I don't want to derail de discussion, which seems interesting.
I just want to make a few points:
* Eglot catches `file://` URI references coming from the LSP server
and converts those -- and only those -- to file names. It uses
url-generic-parse for this. The function eglot--uri-to-path handles
a few more quirks but is not extraordinarily complex (about 15LOC).
* Eglot converts file names to URIs when it needs to tell the LSP
about the files it is managing. Here, too, conversion only happens
if the PATH argument is not already an URI, in which case nothing happens.
* This logic is fairly simple. Do you see anything to simplify in it, Michael?
Can `url-handlers` simplify the functions `eglot--uri-to-path` and
`eglot--path-to-uri`?
* I didn't mention that sometimes the "file names" are actually "trampish"
file names, depending on whether the M-x eglot command was invoked
in file being visited remotely by the TRAMP facility.

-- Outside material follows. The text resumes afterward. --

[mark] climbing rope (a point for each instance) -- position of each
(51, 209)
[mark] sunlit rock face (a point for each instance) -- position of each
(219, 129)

* The only thing that's outstanding in the discussion, as I follow it,
is that someone suggested that Eglot **warn the user** when the LSP
server communicates to us (Eglot) a URI scheme that is not known
by the current Emacs session, and as such `find-file` on it will fail.
* This is (or was) what Danny is asking for: A simple, robust way, for Eglot
code to ask the current Emacs session if this URI scheme is supported
downstream, and warn the user preemptively.
* If there's no excellent way to do the above, I think the code shouldn't
be changed. The user will eventually be confronted with the failure,
and once could argue that this moment is when she should be made
aware of the URI scheme that doesn't have a handler.